The firm’s preliminary 2015 results, published this morning, reveal operating profit across the business – excluding any decrease in value of intangible assets and exceptional costs – rose from £7.9m to £11.6m. Non-adjusted pre-tax profits also increased significantly year-on-year, from £4.6m to £8.6m.
James Hay nearly doubled the number of new Sipps it administers during the year, rising from 6,303 to 12,084. This was driven by the acquisition of around 8,000 new Sipp clients from Capita and Towry during the year.
Platform profits surged from £5.8m in 2014 to £9.8m last year.
The firm says: “This growth was achieved with no overall increase in headcount in 2015, demonstrating the scalability of the platform. Our strategy to build deeper strategic relationships with key advisers, will be key to delivering consistency in organic growth.
“We also see further acquisition opportunities similar to the acquisition of books from Capita and Towry, as consolidation in this sector continues.”
Meanwhile Saunderson House, IFG’s awealth management arm, delivered profits of £5.9m, up marginally on the £5.8m figure reported in 2014.
Assets under advice grew 8 per cent, from £3.7bn to £4bn, with 243 new clients added during the year.
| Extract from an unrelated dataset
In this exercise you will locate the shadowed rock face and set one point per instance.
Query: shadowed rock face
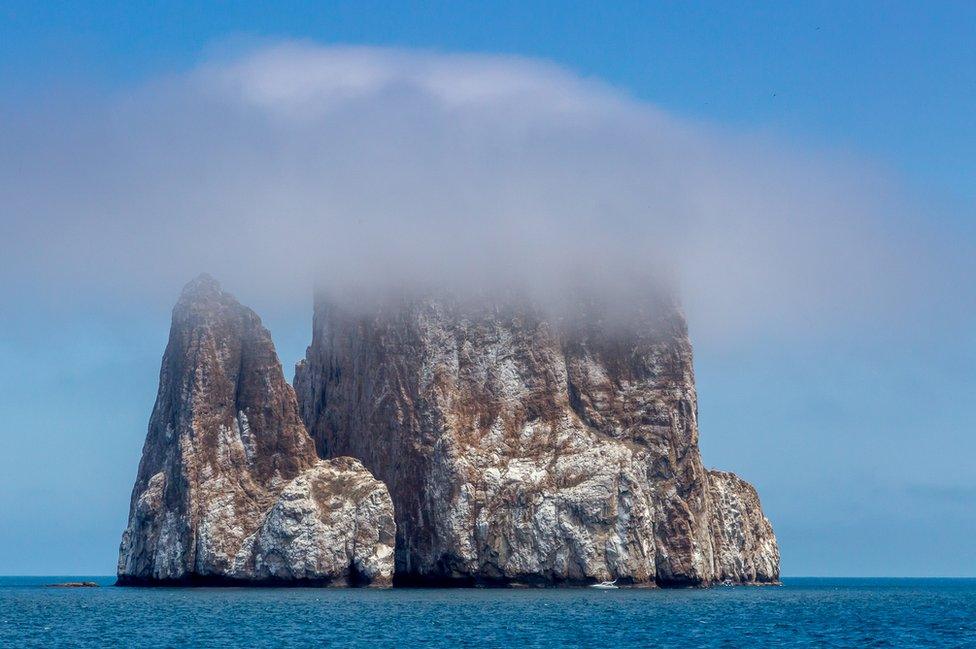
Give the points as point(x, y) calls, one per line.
point(525, 449)
point(230, 488)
However, IFG has taken a hit from the disposal of IFG UK Financial Services, the IFA business it sold to Ascot Lloyd in 2014. The company was bought for £2.5m, potentially rising to £5.5m based on it meeting certain performance criteria.
IFG accounted for a £600,000 loss following disposal of the firm in 2014, but has been forced to add an additional £1.3m to this figure for 2015.
IFG says: “We have revised the estimate of all costs associated with unwinding the legal entity structure and associated regulatory, claims and legal costs of IFG UK Financial Services.
“The total loss, including the loss of £0.6m in 2014, is £1.9m, subject to any amendments to the contingent consideration.”